Each of the Compute Modules shared these communication pathways:
- An Interprocessor bus – used to distribute system-wide clock, interrupt, and process control messaging among the CMs
- A 16x16 crossbar switch – used to connect the 16 CMs on one side and 16 banks of shared memory on the other. If all 16 processors were accessing different banks of memory, the memory accesses would all be concurrent. If two or more processors were trying to access the same bank of memory, one of them would be granted access on one cycle and the remainder would be negotiated on subsequent memory cycles.

Since the PDP-11 had a logical address space of 16-bits, another address translation unit was added to expand the address space to 25 bits for the shared memory space. The Unibus architecture provided 18 bits of physical address, and the two high-order bits were used to select one of four relocation registers which selected a bank of memory. Properly managing these registers was one of the challenges of programming the operating system (OS) kernel.

The original C.mmp design used magnetic-core memory, but during its lifetime, higher performance dynamic random-access memory (RAM) became available and the system was upgraded.

The original processors were PDP-11/20 processors, but in the final system, only five of these were used; the remaining 11 were PDP-11/40 processors, which were modified by having extra writeable microcode space. All modifications to these machines were designed and built at CMU.

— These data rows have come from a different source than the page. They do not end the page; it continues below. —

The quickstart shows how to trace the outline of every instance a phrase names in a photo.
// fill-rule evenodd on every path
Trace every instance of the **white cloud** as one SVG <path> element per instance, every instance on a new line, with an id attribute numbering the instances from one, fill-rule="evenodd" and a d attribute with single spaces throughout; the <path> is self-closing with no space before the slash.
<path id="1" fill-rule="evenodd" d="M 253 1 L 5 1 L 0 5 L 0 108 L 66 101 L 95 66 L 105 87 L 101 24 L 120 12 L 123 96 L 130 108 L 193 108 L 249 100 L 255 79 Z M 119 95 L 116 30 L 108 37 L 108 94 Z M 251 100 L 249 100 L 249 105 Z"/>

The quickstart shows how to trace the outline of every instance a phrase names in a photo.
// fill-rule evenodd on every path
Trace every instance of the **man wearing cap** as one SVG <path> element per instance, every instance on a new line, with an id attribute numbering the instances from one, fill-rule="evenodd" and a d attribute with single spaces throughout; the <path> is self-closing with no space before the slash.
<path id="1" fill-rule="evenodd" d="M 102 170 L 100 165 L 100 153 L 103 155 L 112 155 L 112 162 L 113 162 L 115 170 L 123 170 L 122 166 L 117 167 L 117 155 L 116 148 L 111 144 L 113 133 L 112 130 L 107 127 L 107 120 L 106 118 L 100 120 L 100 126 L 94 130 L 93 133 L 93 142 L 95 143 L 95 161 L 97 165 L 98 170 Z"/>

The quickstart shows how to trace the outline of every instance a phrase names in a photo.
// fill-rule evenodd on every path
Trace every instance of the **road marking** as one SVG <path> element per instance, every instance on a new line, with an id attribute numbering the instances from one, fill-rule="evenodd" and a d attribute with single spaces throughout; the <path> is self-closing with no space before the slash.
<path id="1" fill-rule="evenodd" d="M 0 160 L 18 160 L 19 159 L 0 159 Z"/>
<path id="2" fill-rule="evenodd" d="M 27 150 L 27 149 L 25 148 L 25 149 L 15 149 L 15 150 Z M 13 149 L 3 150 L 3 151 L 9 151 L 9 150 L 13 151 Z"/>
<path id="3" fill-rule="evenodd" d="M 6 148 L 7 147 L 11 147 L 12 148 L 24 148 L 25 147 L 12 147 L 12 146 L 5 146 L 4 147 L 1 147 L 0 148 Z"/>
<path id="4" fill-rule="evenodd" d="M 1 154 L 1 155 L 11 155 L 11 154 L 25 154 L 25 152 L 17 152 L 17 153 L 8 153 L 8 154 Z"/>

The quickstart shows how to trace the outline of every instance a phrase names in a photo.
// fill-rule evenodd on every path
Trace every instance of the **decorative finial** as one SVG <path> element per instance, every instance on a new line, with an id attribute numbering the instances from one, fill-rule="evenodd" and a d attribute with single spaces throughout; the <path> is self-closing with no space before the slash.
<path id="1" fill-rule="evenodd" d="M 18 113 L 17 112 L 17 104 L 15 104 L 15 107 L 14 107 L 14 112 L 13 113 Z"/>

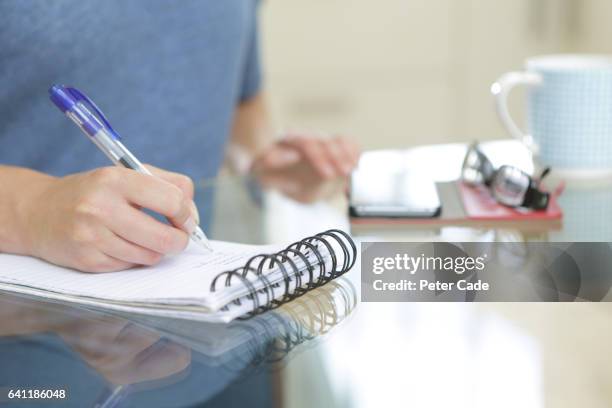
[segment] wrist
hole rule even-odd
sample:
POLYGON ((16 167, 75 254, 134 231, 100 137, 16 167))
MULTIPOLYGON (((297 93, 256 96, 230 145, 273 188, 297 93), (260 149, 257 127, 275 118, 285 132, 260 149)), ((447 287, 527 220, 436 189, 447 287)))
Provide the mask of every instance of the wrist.
MULTIPOLYGON (((42 203, 41 196, 55 177, 29 169, 14 169, 10 175, 8 202, 2 203, 0 218, 4 228, 0 232, 0 250, 34 255, 37 213, 42 203)), ((2 180, 4 181, 4 180, 2 180)))

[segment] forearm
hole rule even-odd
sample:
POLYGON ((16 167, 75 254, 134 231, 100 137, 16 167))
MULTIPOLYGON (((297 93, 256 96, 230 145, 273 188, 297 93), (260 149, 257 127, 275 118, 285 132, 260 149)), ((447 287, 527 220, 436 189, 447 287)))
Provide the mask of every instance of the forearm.
POLYGON ((52 179, 26 168, 0 166, 0 252, 29 254, 28 204, 52 179))
POLYGON ((236 109, 225 165, 244 173, 252 160, 274 143, 265 97, 262 93, 242 102, 236 109))

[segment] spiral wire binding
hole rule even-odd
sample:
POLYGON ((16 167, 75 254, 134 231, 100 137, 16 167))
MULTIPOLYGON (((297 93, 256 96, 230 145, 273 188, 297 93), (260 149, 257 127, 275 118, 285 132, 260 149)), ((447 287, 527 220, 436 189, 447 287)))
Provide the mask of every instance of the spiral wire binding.
POLYGON ((234 330, 248 333, 249 341, 235 350, 223 367, 248 377, 270 364, 279 363, 298 346, 313 340, 342 323, 357 306, 357 294, 349 280, 342 279, 288 303, 273 313, 238 321, 234 330))
MULTIPOLYGON (((244 298, 253 302, 253 310, 241 317, 247 319, 276 309, 338 278, 353 267, 356 257, 357 247, 352 238, 344 231, 331 229, 294 242, 275 254, 256 255, 243 267, 220 273, 213 279, 210 291, 215 292, 221 284, 230 287, 236 281, 242 283, 248 290, 244 298), (334 249, 333 244, 337 244, 340 250, 334 249), (298 260, 303 263, 303 268, 296 264, 298 260), (272 283, 266 272, 276 268, 283 279, 272 283), (262 302, 260 297, 265 301, 262 302)), ((232 303, 241 305, 243 299, 232 303)))

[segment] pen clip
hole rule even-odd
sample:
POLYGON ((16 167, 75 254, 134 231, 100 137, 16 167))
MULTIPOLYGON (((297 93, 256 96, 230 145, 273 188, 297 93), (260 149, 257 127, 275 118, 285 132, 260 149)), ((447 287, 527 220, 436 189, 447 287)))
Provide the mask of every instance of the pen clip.
POLYGON ((89 105, 89 107, 91 108, 91 110, 93 111, 92 113, 96 116, 96 118, 98 118, 102 124, 104 125, 104 127, 106 127, 106 130, 108 130, 110 132, 110 134, 115 138, 115 139, 121 139, 121 136, 119 136, 119 133, 117 133, 115 131, 115 129, 113 129, 113 127, 111 126, 110 122, 106 119, 106 116, 104 116, 104 113, 102 113, 102 110, 100 110, 100 108, 98 108, 98 106, 94 103, 94 101, 92 101, 91 99, 89 99, 89 97, 87 95, 85 95, 83 92, 79 91, 76 88, 72 88, 72 87, 66 87, 65 88, 66 91, 68 91, 68 93, 70 93, 70 95, 72 95, 78 102, 83 102, 86 105, 89 105))

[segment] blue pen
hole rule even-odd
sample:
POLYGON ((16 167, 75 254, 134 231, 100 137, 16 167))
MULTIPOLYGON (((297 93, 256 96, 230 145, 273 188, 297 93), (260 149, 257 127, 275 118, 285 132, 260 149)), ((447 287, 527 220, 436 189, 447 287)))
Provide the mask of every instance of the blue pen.
MULTIPOLYGON (((51 101, 70 118, 94 142, 106 156, 117 166, 136 170, 142 174, 153 175, 121 143, 120 137, 112 128, 106 117, 91 99, 76 88, 53 85, 49 88, 51 101)), ((198 226, 191 233, 191 239, 207 251, 212 247, 204 231, 198 226)))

Most of the 11/20 modifications were custom changes to the wire-wrapped backplane, but because the PDP-11/40 was implemented in microcode, a separate proc-mod board was designed that intercepted certain instructions and implemented the protected operating system requirements. For example, it was necessary, for operating system integrity, that the stack pointer register never be odd. On the 11/20, this was done by clipping the lead to the low-order bit of the stack register. On the 11/40, any access to the stack was intercepted by the proc-mod board and generated an illegal data access trap if the low-order bit was 1.

== Operating system ==
The operating system (OS) was named Hydra. It was capability-based, object-oriented, multi-user, and a microkernel. System resources were represented as objects and protected through capabilities.

The OS and most application software was written in the programming language BLISS-11, which required cross-compiling on a PDP-10. The OS used very little assembly language.

Among the programming languages available on the system was an ALGOL 68 variant which included extensions supporting parallel computing, to make good use of the C.mmp. The ALGOL compiler ran native on Hydra OS.

== Reliability ==
Because overall system reliability depended on having all 16 CPUs running, there were serious problems with overall hardware reliability. If the mean time between failures (MTBF) of one processor was 24 hours, then the overall system reliability was 16/24 hours, or about 40 minutes. Overall, the system usually ran for between two and six hours. Many of these failures were due to timing glitches in the many custom circuits added to the processors. Great effort was expended to improve hardware reliability, and when a processor was noticeably failing, it was partitioned out, and would run diagnostics for several hours. When it had passed a first set of diagnostics, it was partitioned back in as an I/O processor and would not run application code (but its peripheral devices were now available); it continued to run diagnostics. If it passed these after several more hours, it was reinstated as a full member of the processor set. Similarly, if a block of memory (one page) was detected as faulty, it was removed from the pool of available pages, and until otherwise notified, the OS would ignore this page. Thus, the OS became an early example of a fault-tolerant system, able to deal with hardware problems which arose, inevitably.